Marco Terry

Nursing homes operate in a difficult environment where they face constant financial pressures. On the revenues side are payers who are always trying to negotiate lower prices and slower payments. On the expenses side are high debt payments coupled with supplier who want to raise prices, and so on.

Under these conditions, it’s easy for nursing home operators who are not scrutinizing their financial statements to encounter cash flow problems. Obviously, these problems are easier to solve if they are caught early – before they develop into a full-blown financial crisis.

For the most part, only a few areas can create cash flow problems. This article helps you diagnose some of the most common sources of problems.

Diagnosis #1: Weak gross margins
The first area to examine is your gross margins. The industry is highly competitive and has tight revenues. To remain competitive, nursing home facilities often try to charge the lowest possible price. Unfortunately, there are times when the price for some services goes below the break-even point. Sometimes these losses are minimal and go undetected for some time. However, their long-term cumulative effects often have dire consequences.

The best way to address this problem is to perform a comprehensive assessment of your costs and revenues. Calculate the fully loaded (all-inclusive) cost to deliver your services, and ensure that your gross margins, at minimum, reflect a small gain.

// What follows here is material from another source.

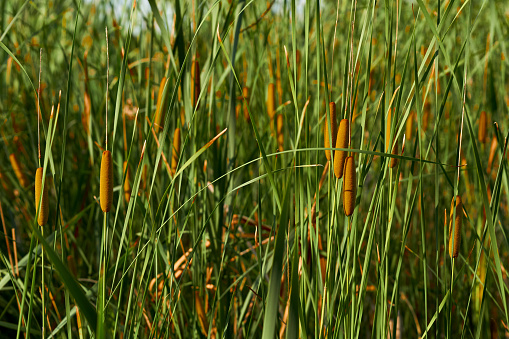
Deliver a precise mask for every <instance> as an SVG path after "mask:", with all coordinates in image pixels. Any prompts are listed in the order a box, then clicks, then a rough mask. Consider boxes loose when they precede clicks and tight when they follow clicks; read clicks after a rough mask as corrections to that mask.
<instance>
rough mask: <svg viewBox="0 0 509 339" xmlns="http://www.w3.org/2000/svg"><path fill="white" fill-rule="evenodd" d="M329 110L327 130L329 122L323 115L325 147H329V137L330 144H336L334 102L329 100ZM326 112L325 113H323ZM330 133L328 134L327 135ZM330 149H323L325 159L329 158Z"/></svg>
mask: <svg viewBox="0 0 509 339" xmlns="http://www.w3.org/2000/svg"><path fill="white" fill-rule="evenodd" d="M329 111H330V113H329V114H330V122H331V123H330V125H331V129H330V132H329V123H328V122H327V116H326V117H325V127H324V133H323V135H324V146H325V148H330V147H331V146H330V145H331V144H330V143H329V137H331V139H332V145H336V127H337V126H336V103H335V102H333V101H331V102H330V103H329ZM325 114H327V113H325ZM329 133H330V135H329ZM330 155H331V151H330V150H327V149H326V150H325V156H326V157H327V160H330Z"/></svg>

Diagnosis #2: Too much overhead
Another common problem for nursing facilities is to have too much overhead in relation to the services they provide and revenues they generate. Excess overhead depletes available cash flow and creates financial strains.

Diagnosis #3: Slow collections and bad debt
Cash flow problems commonly originate with collections issues – primarily slow collections and bad debt. Having too much money tied in slow-paying receivables drains your reserves. Bad debt also hurts your financial reserves, but, more importantly, your profits.

Diagnosis #4: Too much inventory
Having too much inventory is a problem often associated with manufacturing companies rather than SNFs. However, SNFs can also have funds tied in excess inventory, although to a much lesser degree.

Diagnosis #5: Low cash reserves
The timing of income and expenses doesn’t always match, and there may be times when expenses exceed income. This causes the facility to run out of money. The issue is not profitability. Rather, the nursing home facility does not have reserves sufficient to handle the ebbs and flows of revenues and expenses. This specific issue was covered in a previous article, “Financing an SNF with Cash Flow Problems”.

Diagnosing and solving cash flow problems is seldom easy. Furthermore, these problems can occur in combination, which makes tackling them difficult. If neither your finance department nor management team has direct experience managing cash flow problems, consider retaining external help to diagnose and solve the problem as quickly as possible.

Find a CPA or financial consultant with experience in turnaround management in the healthcare industry. One source of industry professionals, the Turnaround Management Association, has members in every state.